Je constate. Je vois des symboles. Élimination physique de Victor Biaka Boda. Résistance victorieuse de Laurent Koudou Gbagbo. Tous deux du même pays la Cote d'Ivoire. Tous deux de la même ethnie Bete comme on dit. Tous deux originaires du meme departement de Gagnoa.

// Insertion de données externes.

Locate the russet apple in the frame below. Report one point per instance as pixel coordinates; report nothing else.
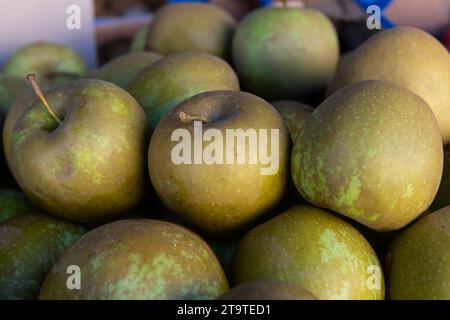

Puis je vois Houphouet-Boigny invitant toutes les élites du pays pour étaler les conspirateurs ou comploteurs autour de Paul Anaky. Tous les opposants présumés seront embastillés. Ils ne sortiront pas. Félix Houphouet-Boigny élèvera autour d'eux les murs de la prison d'Etat d'Assabou. Ernest Boka y mourra. Et curieusement, les héritiers de Felix Houphouet-Boigny se sont donnés rendez-vous au Golf Hotel le principal QG de son unique Premier ministre. Et deux murs de chars se sont érigés autour de cet Hotel de débauche. Une sorte de nouvelle Assabou. Et ceux et celles qui sont retenus contre leur gré ne pensaient pas que cela allait durer plus d'une semaine. Le Président Youssouf Bakayoko y est peut-être mort déjà. Le puissant Président de la CEI n'a plus donné de la voix.

Le jour se lève toujours
Lette naa Lette

Écrit par : Lette naa Lette | samedi, 11 décembre 2010

Les commentaires sont fermés.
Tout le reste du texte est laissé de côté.